İkinci bir sarsılmayla oda, maden tünelindeki eski bir asansör gibi yükselmeye başladı.
Eski bir çelik fabrikasındakilere benzeyen zincir ve makaraların sesleri odada yankılanıyor, tiz sesler çıkarıyordu. Karanlık asansör yukarı çıkarken sağa sola sallandıkça çocuğun midesi bulanıyor, yanmış yağ kokusuna benzer bir koku tüm duyularını ele geçiriyor ve daha kötü hissetmesine neden oluyordu. Ağlamak istiyordu ama gözyaşları dökülmüyordu; tek yapabildiği orada tek başına öylece oturmak ve beklemekti.
Adım Thomas, diye düşündü.
Bu… bu, hayatıyla ilgili hatırlayabildiği tek şeydi.
Buna bir anlam veremiyordu. Nerede olduğunu ve içinde bulunduğu durumu düşünürken beyni kusursuz bir şekilde çalışıyordu Dünyayla ilgili detaylar ve anılar, bilgiler, olgular ve görüntüler zihnine akın etti… Ağaçların üzerindeki karı, ağaçlıklı bir yolda koşmayı, hamburger yemeyi, çimenlerin üzerine yansıyan soluk ay ışığını, kalabalık şehir meydanındaki insanların işlerine koşturmalarını kafasında canlandırabiliyordu.

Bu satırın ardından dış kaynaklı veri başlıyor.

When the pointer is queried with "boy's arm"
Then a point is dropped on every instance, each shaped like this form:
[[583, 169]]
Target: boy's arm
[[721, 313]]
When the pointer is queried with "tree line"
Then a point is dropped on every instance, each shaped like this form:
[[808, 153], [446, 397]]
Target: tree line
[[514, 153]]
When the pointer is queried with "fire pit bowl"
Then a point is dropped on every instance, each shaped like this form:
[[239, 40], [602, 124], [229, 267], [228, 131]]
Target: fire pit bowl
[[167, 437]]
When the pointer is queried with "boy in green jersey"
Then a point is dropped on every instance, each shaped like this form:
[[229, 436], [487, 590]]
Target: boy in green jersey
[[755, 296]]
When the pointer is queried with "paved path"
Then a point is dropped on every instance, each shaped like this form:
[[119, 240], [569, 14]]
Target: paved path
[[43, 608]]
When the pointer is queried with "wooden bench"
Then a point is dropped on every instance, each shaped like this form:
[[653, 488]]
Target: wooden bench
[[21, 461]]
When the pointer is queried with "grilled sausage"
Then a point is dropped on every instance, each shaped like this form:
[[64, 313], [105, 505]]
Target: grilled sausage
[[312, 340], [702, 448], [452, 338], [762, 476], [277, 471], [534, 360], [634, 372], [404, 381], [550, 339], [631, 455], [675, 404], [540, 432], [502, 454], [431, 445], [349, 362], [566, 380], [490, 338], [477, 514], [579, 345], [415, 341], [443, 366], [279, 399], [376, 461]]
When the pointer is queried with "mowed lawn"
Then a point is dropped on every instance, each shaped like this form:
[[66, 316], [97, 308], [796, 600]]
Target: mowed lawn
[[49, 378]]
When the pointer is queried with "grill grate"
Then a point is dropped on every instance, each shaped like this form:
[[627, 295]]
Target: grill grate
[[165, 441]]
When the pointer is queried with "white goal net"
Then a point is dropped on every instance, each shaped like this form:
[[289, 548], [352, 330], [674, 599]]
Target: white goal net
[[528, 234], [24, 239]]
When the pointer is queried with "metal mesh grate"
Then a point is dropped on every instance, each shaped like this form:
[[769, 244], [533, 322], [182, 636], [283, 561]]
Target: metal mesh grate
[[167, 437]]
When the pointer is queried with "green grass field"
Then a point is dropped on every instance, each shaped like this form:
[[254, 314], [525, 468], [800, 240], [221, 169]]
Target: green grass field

Ama nereden geldiğini, bu karanlık asansöre nasıl girdiğini ya da ailesini hatırlamıyordu. Soyadını bile bilmiyordu. Zihninde bazı insan figürleri beliriyordu fakat yüzleri bulanıktı. Tanıdığı tek bir kişiyi ya da bir sohbeti bile anımsayamıyordu.
Oda sallanarak yukarı çıkmaya devam etti. Thomas, onu yukarı çeken zincirlerin bitmek bilmeyen tıkırtısına alışmıştı artık. Uzunca bir süre geçti. Dakikalar saate dönüştü. Tabii tam olarak ne kadar zaman geçtiğini bilmesi imkânsızdı çünkü her saniye sonsuzluk gibi geliyordu. Hayır. Bundan daha akıllıydı. İçgüdülerine dayanarak, neredeyse yarım saattir hareket halinde olduğundan emindi.
Garip bir şekilde korkusu, rüzgâra kapılmış sinekler gibi dağıldı ve yerini derin bir merak aldı. Nerede olduğunu ve neler olup bittiğini bilmek istiyordu.
Oda gürültülü bir şekilde durdu, bu ani hareketle Thomas büzüştüğü köşeden birden sert zemine yapıştı. Ayağa kalkarken oda giderek daha az sallanmaya başlamıştı ve sonunda durdu. Sessizlik çöktü.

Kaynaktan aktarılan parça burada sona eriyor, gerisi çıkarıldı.